When: Wed, 22.06.2022 2:30 PM until Thu, 23.06.2022 6:15 PM
Where: Digital
The term ‘binding waste’ encompasses any number of written artefacts that were reused (as pastedowns, sewing guards, spine linings, coverings, etc.) to construct a new codex. This practice of reusing documents and book fragments was often a highly meaningful practice that went well beyond mere ‘waste recycling’, allowing us to observe how new users ascribed new meanings to them. Importantly, reuse practices have preserved the texts and objects that illuminate changing reading practices, literary tastes, and documentary cultures. Yet, researchers of such practices and artefacts face unique material and methodological challenges.

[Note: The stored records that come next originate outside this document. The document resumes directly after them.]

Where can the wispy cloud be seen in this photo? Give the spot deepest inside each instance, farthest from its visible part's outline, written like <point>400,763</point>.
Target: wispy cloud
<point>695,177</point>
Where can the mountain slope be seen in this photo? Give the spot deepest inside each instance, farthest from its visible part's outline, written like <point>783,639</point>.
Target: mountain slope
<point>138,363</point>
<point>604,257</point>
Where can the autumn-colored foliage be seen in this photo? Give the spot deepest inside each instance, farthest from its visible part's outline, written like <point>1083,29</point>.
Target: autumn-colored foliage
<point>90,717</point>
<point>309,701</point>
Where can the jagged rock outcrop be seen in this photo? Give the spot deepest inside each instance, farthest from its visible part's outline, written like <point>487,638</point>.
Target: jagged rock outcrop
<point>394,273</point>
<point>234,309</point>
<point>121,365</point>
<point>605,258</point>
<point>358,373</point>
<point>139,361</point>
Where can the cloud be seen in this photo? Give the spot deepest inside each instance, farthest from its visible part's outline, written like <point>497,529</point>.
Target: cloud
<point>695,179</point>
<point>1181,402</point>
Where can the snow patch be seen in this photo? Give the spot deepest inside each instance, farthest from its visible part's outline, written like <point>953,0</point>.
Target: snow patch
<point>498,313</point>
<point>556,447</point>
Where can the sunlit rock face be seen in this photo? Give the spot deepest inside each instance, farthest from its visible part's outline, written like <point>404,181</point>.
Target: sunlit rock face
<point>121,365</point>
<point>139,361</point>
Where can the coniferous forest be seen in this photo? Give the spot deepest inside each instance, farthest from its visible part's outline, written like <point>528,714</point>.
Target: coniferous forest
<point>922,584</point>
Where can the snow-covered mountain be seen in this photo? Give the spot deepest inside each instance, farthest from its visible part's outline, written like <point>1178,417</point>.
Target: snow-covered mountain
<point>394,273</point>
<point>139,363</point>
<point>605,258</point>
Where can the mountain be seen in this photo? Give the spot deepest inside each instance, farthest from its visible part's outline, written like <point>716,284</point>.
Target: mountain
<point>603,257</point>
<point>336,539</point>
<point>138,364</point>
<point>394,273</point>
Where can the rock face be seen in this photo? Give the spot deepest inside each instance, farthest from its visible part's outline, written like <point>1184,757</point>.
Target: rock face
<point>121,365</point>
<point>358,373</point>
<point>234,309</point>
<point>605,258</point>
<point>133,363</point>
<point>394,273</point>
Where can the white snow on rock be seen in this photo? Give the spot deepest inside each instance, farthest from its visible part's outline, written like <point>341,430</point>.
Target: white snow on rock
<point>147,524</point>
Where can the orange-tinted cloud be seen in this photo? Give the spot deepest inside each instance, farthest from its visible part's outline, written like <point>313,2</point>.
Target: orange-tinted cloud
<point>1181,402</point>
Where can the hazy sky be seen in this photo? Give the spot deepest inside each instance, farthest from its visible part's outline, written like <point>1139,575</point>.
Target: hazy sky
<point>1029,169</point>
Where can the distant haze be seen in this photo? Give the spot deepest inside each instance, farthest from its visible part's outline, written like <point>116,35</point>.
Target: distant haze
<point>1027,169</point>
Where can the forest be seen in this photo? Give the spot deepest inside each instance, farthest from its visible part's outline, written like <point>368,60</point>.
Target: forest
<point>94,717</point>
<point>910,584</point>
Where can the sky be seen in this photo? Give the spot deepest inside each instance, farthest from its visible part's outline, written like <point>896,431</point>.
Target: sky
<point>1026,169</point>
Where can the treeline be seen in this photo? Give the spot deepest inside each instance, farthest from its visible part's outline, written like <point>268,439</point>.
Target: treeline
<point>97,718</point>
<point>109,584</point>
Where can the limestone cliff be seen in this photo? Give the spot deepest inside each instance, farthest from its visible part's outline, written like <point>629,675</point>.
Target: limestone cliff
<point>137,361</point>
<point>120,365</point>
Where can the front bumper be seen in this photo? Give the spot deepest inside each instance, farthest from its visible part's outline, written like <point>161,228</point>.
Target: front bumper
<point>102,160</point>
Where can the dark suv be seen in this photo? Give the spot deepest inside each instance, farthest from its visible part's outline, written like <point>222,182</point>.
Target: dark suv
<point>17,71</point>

Most obviously, the reused materials’ original context — e.g., geographical provenance, evidence of users, even text identification — was obfuscated when manuscript producers transformed the remnants of now-lost volumes or document collections into the structural components of new codices. Often, the context is doubly obscured because 19th- and 20th-century users extracted the reused material from codices to access texts that would have otherwise remained hidden, without adequately documenting the deconstruction process. A major challenge for the field is thus to continue developing non-invasive methods to study reuse practices, identify new texts, and reconstruct objects.
This workshop gathers together scholars from the physical sciences and the humanities to generate dialogue on the challenges posed by reused binding material, as well as some of the existing solutions. It comes at a time when the field is experiencing exciting developments. Libraries, for example, are rapidly cataloguing and digitizing the binding fragments in their collections, making it possible to digitally reunite countless disparate fragments. Methods are being developed to discern the original context of disbound fragments from the few remaining clues. Scientists, meanwhile, are repurposing existing technologies — such as CT and micro-CT scanning, infrared thermography (IRT), and macro X-ray fluorescence (XRF) spectroscopy — to enable scholars to read the fragments’ text non-invasively through the exterior binding. This workshop aims to bring these interdisciplinary approaches together to gauge the state of the field and develop new avenues of research.